In this segment, we'll talk about the direct method of interpolation which is also called the Vandermonde method, and we will limit our discussion to linear interpolation.

                So, if you look at the general order direct method of interpolation, you are basically given n plus one data points, let's suppose, or what we should say is that you are taking n plus minus one data points to do the interpolation. Because many times you'll be given more points, but you will choose only a certain specific number of points to do the interpolation. So, if you have n plus one data points what you can do is you can make a nth order polynomial to pass through these n plus 1 data points, and that's what is being denoted here in this in this picture here, and what we'll do is we will take it easy, we will only do the first order polynomial, or what we call as linear interpolation in this segment.

                Let's talk about linear interpolation. So, linear interpolation would also be called as straight-line interpolation, or first order polynomial interpolation so, they are the same names. So, how linear interpolation works in order to be able to make sense of the data, is that hey we are given x and y values only at two points. So, let's suppose x naught comma y naught and this is x1 comma y1, and what you are interested in is to find out the value of y at some value x, which is somewhere between x naught and x1, let's suppose. So, one of the things which you might have already done in other classes that you say, let me go ahead and draw a straight line which goes between those two data points. So, it does go pass through those two data points, and that's why it's called interpolation. So, the bottom line becomes that hey, if I’m able to find a naught and a1, then I can find the value of y at any point between x naught and y naught, x naught and x1. So, how do I find a naught and a1 is by saying that hey, this particular straight is going through this point, and it's going to this point. That sets up two equations, two unknowns. Hence, you'll be able to find out what the value of a naught and a1 is. Let's go and do this through an example, we better illustrate it that way.

                So, in this example, we're asked to find the value of the velocity at t equal to 16 seconds, when the upward velocity for rocket is given at these six data points.

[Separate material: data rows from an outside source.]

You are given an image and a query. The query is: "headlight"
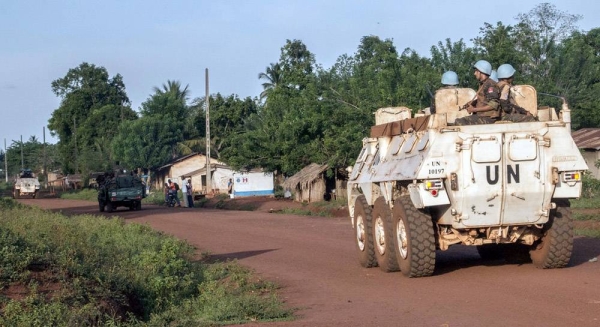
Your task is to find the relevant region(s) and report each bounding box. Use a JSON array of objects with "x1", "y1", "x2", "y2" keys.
[
  {"x1": 562, "y1": 171, "x2": 581, "y2": 183},
  {"x1": 423, "y1": 179, "x2": 444, "y2": 196},
  {"x1": 424, "y1": 179, "x2": 444, "y2": 191}
]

And you can very well see that this velocity at 16 seconds is not one of the data points, so we have to somehow figure out how we can use interpolation to do that. We're also asked to use the direct method of interpolation, and also, we're asked to use the first order polynomial. So, as we have gathered that for the first order polynomial, we need two data points. So, the question arises that which of these six data points will I choose? Which two of the data points will I choose out of these six to find the value of the velocity at 16? So, it makes perfect sense that we choose the two closest points which are to 16, but they also should, should bracket the point of t equal to 16. So, in this case, we have t equal to 15 and 20 which are the closest point to 16, but at the same time they also bracket the value at t equal to 16. So, basically, what I’ll be doing is I’ll be choosing these two points in order to be able to find the value of the velocity at 16. So, let's go ahead and do that and see how it goes.

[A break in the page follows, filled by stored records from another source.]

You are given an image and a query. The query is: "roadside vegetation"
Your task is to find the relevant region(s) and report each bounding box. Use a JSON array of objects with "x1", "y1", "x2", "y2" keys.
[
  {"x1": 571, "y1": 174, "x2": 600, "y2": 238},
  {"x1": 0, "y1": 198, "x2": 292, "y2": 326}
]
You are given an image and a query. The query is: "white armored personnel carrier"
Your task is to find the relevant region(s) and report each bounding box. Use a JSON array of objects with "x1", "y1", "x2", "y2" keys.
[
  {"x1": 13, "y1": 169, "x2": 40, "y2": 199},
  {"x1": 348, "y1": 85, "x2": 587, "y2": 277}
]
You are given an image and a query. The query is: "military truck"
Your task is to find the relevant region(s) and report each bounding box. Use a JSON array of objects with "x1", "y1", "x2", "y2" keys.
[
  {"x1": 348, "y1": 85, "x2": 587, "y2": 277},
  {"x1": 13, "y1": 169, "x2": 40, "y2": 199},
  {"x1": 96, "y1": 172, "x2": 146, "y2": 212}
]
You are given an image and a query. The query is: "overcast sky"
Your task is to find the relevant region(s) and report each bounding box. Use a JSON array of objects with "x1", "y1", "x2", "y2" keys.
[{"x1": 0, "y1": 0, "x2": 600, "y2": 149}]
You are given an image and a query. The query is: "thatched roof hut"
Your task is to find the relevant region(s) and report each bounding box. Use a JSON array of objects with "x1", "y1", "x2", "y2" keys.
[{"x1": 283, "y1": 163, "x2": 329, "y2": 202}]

                So, we have v sub t equal to a naught plus a1 d, and since we are using the values of the time at 15 and 20 to find what the velocity will be between 15 and 20, that would be the domain in which this particular first order polynomial will be valid. We already, let's rewrite v sub 15 is already given to us as 362.78, and the value of the velocity at 20 is also given to us as 517.35. So, let's go and use this information to be able to find a naught and a1, because the velocity at 15 is a naught plus a1 times 15, and that’ll be equal to 362.78. Similarly, the value of the velocity at 20 will be a naught plus a1 times 20, and that will be 517.35. So, you can very well see these are two equations two unknowns. That's how it gets set up, so let's write it in a cleaner fashion. We get this with coefficients in the front, and keep in mind this coefficient is 1, not 0. And then the next equation will be this one, and now we can set up this as two equations two unknowns in the matrix form, because we should be using numerical methods to solve our problems. So, it's 1 15 120 by using our matrix multiplication and you get 362.78 here and 517.35. So, all we have to do is, to solve these two equations two unknowns to find a naught and a1.

                Let's also graphically look at this this particular problem. We have time here, and velocity here. So, what we have basically done is that we have two data points 15 comma 362.78 and then we have another data point coordinate as follows. And all we're doing is we're drawing a straight line between these two data points, which is given by a naught plus a1 t. So, let's go and find out what n naught and a1 turn out to be.

                So, we find a naught to be equal to minus 100.93 and a1 turns out to be 30.941. So, our original expression, which was v sub t is equal to a0 plus a1 t, and keep in mind this expression is valid only between 15 and 20; so, we get this. So, if I want to find the value of the velocity at 16, all I have to do is to substitute the value of 16 into the straight-line formula, or the first order polynomial formula, and this is what I get. I get 393.7 meters per second, and that is the end of this segment.